Ugh, my mail client messed up the reply and it was marked as spam.
Resending to the lists in plain text. See the reply above.


2023-02-10 02:58:06

by Dexuan Cui

[permalink] [raw]
Subject: RE: [PATCH] Drivers: vmbus: Check for channel allocation before looking up relids

> From: Mohammed Gamal <[email protected]>
> Sent: Thursday, February 9, 2023 1:48 AM
> ...
> > We saw this when triggering a crash with kdump enabled with
> > echo 'c' > /proc/sysrq-trigger
> >
> > When the new kernel boots, we see this stack trace:

Thanks for the details.

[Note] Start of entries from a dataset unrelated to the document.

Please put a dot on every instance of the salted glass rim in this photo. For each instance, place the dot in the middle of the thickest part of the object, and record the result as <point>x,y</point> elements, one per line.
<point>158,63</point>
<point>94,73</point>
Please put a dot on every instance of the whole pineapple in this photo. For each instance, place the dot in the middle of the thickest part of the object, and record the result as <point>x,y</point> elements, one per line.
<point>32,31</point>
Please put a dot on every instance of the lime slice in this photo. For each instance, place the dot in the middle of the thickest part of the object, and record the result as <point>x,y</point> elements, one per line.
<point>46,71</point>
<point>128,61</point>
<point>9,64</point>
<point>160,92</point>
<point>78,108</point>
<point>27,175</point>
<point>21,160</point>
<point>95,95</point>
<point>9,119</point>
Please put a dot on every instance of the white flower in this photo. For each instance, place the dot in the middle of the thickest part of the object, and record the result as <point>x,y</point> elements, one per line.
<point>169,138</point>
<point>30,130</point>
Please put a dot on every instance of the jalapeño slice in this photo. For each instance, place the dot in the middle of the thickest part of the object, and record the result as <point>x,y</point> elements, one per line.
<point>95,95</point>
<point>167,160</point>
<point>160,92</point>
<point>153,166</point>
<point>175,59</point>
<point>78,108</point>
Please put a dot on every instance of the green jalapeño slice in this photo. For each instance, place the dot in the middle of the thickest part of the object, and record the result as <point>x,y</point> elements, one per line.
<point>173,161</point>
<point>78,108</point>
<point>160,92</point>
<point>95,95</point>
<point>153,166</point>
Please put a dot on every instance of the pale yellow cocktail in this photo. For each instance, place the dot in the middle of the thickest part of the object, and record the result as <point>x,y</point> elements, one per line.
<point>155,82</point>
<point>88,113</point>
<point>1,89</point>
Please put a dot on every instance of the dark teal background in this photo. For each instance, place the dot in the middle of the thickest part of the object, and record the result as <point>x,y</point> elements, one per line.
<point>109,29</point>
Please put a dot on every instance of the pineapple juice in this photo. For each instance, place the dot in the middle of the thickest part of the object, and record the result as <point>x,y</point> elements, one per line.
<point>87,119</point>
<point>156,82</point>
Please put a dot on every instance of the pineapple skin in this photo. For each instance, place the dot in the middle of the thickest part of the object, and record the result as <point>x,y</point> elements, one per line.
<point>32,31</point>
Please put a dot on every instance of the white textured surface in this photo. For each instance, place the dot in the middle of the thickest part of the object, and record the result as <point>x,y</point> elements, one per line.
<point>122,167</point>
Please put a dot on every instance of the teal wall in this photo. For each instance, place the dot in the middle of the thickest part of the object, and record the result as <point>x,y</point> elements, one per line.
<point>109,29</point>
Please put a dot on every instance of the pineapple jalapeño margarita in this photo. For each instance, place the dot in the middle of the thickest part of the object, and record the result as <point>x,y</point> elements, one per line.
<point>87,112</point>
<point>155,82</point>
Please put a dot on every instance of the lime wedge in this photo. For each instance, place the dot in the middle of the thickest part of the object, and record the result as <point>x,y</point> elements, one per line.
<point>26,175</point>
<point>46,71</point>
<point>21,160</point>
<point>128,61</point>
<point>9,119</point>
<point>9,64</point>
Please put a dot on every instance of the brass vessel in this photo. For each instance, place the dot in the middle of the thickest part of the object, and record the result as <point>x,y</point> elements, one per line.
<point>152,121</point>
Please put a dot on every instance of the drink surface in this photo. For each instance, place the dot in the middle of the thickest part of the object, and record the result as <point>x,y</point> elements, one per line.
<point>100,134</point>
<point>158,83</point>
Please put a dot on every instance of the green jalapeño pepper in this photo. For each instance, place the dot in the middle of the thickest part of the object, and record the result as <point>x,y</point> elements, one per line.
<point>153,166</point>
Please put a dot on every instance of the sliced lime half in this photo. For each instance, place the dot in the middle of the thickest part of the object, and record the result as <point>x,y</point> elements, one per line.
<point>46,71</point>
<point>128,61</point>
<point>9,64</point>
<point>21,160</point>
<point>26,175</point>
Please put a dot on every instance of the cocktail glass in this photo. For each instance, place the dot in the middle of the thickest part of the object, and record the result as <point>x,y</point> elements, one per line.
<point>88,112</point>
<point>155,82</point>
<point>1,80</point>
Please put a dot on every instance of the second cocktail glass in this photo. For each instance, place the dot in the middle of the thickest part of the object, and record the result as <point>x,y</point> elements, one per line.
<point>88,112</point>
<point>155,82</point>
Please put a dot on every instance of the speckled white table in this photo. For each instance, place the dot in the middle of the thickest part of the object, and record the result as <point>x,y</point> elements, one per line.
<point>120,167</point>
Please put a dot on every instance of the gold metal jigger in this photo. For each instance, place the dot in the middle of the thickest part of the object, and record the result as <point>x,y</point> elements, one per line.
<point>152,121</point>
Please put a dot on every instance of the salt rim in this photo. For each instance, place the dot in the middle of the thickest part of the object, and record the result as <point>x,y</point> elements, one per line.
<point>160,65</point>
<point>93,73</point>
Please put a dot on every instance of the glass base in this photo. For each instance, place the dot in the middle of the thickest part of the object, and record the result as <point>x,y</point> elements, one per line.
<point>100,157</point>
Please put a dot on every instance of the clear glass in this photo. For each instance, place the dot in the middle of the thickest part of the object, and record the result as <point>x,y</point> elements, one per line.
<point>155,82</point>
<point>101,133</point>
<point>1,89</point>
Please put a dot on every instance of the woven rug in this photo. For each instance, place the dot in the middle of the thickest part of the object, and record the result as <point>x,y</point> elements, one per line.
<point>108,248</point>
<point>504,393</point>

Kdump is special in that the 'old' VMBus
channels might still be active (from the host's perspective),
when the new kernel starts to run.

Upon crash, Linux sends a CHANNELMSG_UNLOAD messge to the host,
and the host is supposed to quiesce/reset the VMBus devices, so
normally we should not see a crash in relid2channel().

> > [ 21.906679] Hardware name: Microsoft Corporation Virtual
> > Machine/Virtual Machine, BIOS 090007 05/18/2018

I guess you see the crash because you're running an old Hyper-V,
probably Windows Server 2016 or 2019, which may be unable to
reliably handle the guest's CHANNELMSG_UNLOAD messge.

Can you please mention kdump in the commit message?

BTW, regarding "before vmbus_connect() is called ", IMO it
should be "before vmbus_connect() is called or before it finishes".

2023-02-10 09:13:24

by Mohammed Gamal

[permalink] [raw]
Subject: Re: [PATCH] Drivers: vmbus: Check for channel allocation before looking up relids

(Re-CC'ing people from the old thread)

On Fri, Feb 10, 2023 at 4:57 AM Dexuan Cui <[email protected]> wrote:
>
> > From: Mohammed Gamal <[email protected]>
> > Sent: Thursday, February 9, 2023 1:48 AM
> > ...
> > > We saw this when triggering a crash with kdump enabled with
> > > echo 'c' > /proc/sysrq-trigger
> > >
> > > When the new kernel boots, we see this stack trace:
>
> Thanks for the details. Kdump is special in that the 'old' VMBus
> channels might still be active (from the host's perspective),
> when the new kernel starts to run.
>
> Upon crash, Linux sends a CHANNELMSG_UNLOAD messge to the host,
> and the host is supposed to quiesce/reset the VMBus devices, so
> normally we should not see a crash in relid2channel().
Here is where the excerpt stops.